# magazine



## rockon (Jan 7, 2009)

I know there is a ton of information on the internet about guns but I was wondering if anyone could recommend a good magazine to sign up for. I get American rifleman from the NRA already. It is awkward to bring the laptop into the bathroom all the time…lol
Thanks


----------



## zhurdan (Mar 21, 2008)

I'm just glad you didn't call those "article holders" a clip, people would have bashed you!! Bwwwahahahahahaaaaa.

I usually pick 'em up at the store. Flip thru them, then buy the ones that interest me. It is a bit more expensive that way, but I don't end up with a crap ton of paper sitting around the house.

Zhur


----------



## Dynamik1 (Dec 23, 2007)

Be forewarned, magazines get paid by their advertisers first and foremost, so the glowing review of a particular handgun might not be completely objective. 

With that said, there are a lot of good articles about situational defense, modifications/repairs, concealed carry, competition, etc so reading them isnt a complete waste of time.

Personally, I have really enjoyed Combat Handguns and if I wanted to subscribe to one, that's probably my choice.

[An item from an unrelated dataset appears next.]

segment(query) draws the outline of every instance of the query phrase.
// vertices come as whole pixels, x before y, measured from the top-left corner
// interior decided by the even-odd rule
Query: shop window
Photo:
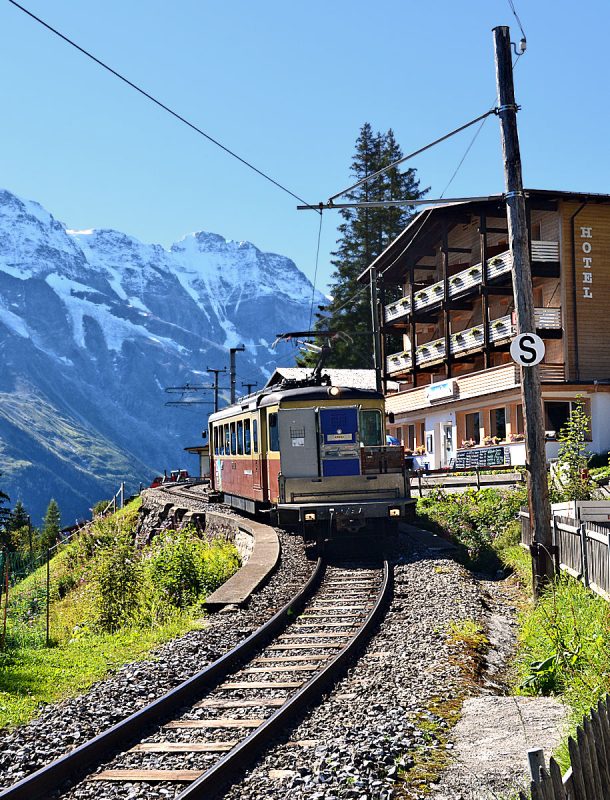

All about personal opinion of course


----------



## rockon (Jan 7, 2009)

Good one. Thanks


----------



## rockon (Jan 7, 2009)

Dynamik1 said:


> Be forewarned, magazines get paid by their advertisers first and foremost, so the glowing review of a particular handgun might not be completely objective.
> 
> With that said, there are a lot of good articles about situational defense, modifications/repairs, concealed carry, competition, etc so reading them isnt a complete waste of time.
> 
> ...


Dynamik...Thank you for your input. I agree these days you need to know what source your information is comming from and who or how it is being positioned.
With that being said I do feel that most kinds of media are distorted one way or another. (the new york times, post, news, CNN.NBC). There is great information out there you just have to compile it all and make the right decisiions.

Thanks again


----------



## kev74 (Mar 22, 2008)

I like American Handgunner - not enough to subscribe, but I usually buy it every other month. Its one of the few that strikes a balance between whoring themselves out to their advertisers and having a staff with writing abilities above the average 8th grader.


----------



## rockon (Jan 7, 2009)

Thank you Kev74


----------